When you’re part of the team at Thermo Fisher Scientific, you’ll do important work, like helping customers in finding cures for cancer, protecting the environment or making sure our food is safe. Your work will have real-world impact, and you’ll be supported in achieving your career goals.

Location/Division Specific Information

Our facility is in Mount Prospect, IL, just 20 minutes from O’Hare airport. This facility is part of the Clinical Trials Division; our mission is supporting our clients on the forefront of modern medicine.

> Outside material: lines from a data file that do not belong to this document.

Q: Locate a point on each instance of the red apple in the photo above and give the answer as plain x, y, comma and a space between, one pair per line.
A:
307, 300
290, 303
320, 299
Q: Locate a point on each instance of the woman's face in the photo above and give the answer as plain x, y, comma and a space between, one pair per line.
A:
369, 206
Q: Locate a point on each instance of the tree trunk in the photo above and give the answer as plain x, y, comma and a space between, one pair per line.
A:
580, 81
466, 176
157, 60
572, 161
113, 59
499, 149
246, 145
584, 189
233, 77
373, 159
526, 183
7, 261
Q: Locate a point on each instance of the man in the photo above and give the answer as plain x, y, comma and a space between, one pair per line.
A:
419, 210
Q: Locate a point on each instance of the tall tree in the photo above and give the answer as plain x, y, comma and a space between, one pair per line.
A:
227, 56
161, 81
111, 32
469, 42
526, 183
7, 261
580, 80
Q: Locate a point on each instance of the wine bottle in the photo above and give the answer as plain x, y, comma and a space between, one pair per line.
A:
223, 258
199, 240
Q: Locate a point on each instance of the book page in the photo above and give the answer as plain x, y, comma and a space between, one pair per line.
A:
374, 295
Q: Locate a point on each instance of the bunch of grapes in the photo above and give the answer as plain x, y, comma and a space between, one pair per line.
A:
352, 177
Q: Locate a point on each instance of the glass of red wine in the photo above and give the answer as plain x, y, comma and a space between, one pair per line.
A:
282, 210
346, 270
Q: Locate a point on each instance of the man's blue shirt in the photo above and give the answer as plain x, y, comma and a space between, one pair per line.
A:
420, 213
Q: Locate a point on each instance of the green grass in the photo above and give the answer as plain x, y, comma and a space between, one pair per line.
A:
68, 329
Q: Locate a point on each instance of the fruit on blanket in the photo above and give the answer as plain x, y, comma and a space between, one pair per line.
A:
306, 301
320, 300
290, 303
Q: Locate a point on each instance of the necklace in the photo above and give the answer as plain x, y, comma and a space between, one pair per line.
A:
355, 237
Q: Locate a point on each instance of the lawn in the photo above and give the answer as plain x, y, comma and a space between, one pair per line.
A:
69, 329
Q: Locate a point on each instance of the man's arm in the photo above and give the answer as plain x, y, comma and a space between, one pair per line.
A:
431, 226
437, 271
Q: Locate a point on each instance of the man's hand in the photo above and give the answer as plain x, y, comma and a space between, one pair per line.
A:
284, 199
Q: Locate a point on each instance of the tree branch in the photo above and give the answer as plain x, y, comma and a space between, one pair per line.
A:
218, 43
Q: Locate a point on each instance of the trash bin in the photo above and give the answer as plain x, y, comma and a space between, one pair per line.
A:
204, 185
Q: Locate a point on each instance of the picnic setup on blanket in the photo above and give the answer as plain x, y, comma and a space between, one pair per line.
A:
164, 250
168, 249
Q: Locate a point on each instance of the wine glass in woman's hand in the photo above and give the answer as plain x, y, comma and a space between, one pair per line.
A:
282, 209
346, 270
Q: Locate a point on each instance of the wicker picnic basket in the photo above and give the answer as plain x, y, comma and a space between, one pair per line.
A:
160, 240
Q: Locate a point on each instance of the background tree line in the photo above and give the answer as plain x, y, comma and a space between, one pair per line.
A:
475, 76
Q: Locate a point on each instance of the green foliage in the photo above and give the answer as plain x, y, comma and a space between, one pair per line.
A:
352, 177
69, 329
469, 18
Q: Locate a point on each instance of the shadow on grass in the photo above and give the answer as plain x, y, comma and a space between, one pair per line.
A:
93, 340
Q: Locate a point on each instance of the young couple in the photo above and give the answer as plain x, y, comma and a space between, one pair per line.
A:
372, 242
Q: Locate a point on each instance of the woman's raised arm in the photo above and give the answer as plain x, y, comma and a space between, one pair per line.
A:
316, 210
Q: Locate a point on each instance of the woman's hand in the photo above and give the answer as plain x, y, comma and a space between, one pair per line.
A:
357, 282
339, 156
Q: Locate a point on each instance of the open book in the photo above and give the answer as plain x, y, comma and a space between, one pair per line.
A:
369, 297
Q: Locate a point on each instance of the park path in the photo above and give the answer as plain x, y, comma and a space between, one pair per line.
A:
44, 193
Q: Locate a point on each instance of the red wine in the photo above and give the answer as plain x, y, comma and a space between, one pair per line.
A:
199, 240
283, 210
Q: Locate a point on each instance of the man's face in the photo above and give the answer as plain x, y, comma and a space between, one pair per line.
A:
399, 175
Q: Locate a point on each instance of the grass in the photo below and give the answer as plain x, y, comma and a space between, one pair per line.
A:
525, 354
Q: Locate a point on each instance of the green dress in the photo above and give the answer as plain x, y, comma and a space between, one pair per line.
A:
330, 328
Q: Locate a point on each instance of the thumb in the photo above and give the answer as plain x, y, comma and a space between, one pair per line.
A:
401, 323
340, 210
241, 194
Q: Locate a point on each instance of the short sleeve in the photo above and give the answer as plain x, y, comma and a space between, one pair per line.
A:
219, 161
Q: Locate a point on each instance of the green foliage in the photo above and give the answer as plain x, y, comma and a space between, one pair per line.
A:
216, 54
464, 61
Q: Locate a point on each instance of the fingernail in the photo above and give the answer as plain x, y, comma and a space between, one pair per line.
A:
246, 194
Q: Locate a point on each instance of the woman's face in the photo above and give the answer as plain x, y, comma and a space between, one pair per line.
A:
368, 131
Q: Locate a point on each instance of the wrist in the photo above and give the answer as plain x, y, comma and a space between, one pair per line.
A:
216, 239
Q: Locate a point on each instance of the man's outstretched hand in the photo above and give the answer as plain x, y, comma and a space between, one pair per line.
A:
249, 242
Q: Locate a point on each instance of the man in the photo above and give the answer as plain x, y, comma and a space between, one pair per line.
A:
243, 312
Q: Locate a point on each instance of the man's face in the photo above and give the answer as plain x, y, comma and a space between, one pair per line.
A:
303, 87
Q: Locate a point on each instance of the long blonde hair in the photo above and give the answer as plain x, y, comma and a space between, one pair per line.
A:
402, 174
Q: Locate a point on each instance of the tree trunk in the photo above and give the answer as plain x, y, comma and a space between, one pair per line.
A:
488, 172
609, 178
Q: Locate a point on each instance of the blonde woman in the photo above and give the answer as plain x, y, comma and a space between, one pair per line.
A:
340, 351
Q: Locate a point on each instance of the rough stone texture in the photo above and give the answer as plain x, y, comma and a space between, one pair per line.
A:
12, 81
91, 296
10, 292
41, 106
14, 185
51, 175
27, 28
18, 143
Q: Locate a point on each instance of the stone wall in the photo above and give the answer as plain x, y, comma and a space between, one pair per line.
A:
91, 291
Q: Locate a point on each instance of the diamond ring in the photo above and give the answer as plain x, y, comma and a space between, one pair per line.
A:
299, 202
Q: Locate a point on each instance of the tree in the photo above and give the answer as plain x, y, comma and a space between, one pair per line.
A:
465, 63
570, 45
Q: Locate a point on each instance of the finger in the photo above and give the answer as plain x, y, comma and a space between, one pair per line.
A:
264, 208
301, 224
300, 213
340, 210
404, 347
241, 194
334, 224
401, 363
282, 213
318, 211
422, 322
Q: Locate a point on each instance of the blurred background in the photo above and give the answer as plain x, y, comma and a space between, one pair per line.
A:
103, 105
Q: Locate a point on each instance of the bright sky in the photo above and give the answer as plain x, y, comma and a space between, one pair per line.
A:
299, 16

How will you make an impact?

This role directly supports the packaging of investigational new medicines or medical devices intended to treat diseases / illnesses. These investigational products are for use in clinical studies and are not available by prescription in commercial pharmacies. In this role, you are responsible for ensuring that company Quality policies and procedures are followed throughout the process and a GMP compliant product is shipped out.

What will you do?

• Lead, Facilitate, and Participate in Quality related investigations and process improvements with various departments (i.e. performing analysis, investigation of adverse quality trends, implementation of Global Improvement Projects, etc.).
• Assures site’s process and Quality Systems are in compliance with all applicable government regulations and FCS Standard Operating Procedures, CTD Global Policies and Procedures, and meet Customer requirements.
• Collect and provide Quality Data for generating, tracking, trending, and reporting Quality Metrics.
• Lead and facilitate local Quality Council meetings and Management Reviews with site Leadership, participate in Quality Business Reviews (QBRs), and track action items to completion.

How will you get here?
Education

• Bachelor’s degree (B.A./B.S.) from a four-year college or university in Life Sciences (Molecular Biology, Biochemistry, Chemistry) or related field; or equivalent experience

Experience

• At least five years of experience as a QA/QC/Compliance Professional in a pharmaceutical environment or related field
• At least two years of experience using QA Investigational Software (preferably Trackwise).

Knowledge, Skills, Abilities

• Must possess the solid ability and experience in effectively leading Quality Investigations (define problems, collect data, establish facts, and draw valid conclusions) and facilitating cross-functional teams in performing investigations and root cause analysis, leading to the identification of appropriate corrective and preventative actions.
• Working knowledge of Process Improvement, Quality Management, and/or other process improvement tools i.e. Six Sigma, Five Why’s. Value Stream Mapping, Fish bone, 4 M’s and E.
• Must have the ability to write reports, business correspondence, and procedure manuals. Must also can effectively present concise information and respond to questions from Senior Management, peers and clients.
• Ability to effectively interact with a diverse range of individuals including external clients and operate and/or project a strong professional image.

At Thermo Fisher Scientific, each one of our 75,000 extraordinary minds has a unique story to tell. Join us and contribute to our singular mission—enabling our customers to make the world healthier, cleaner and safer.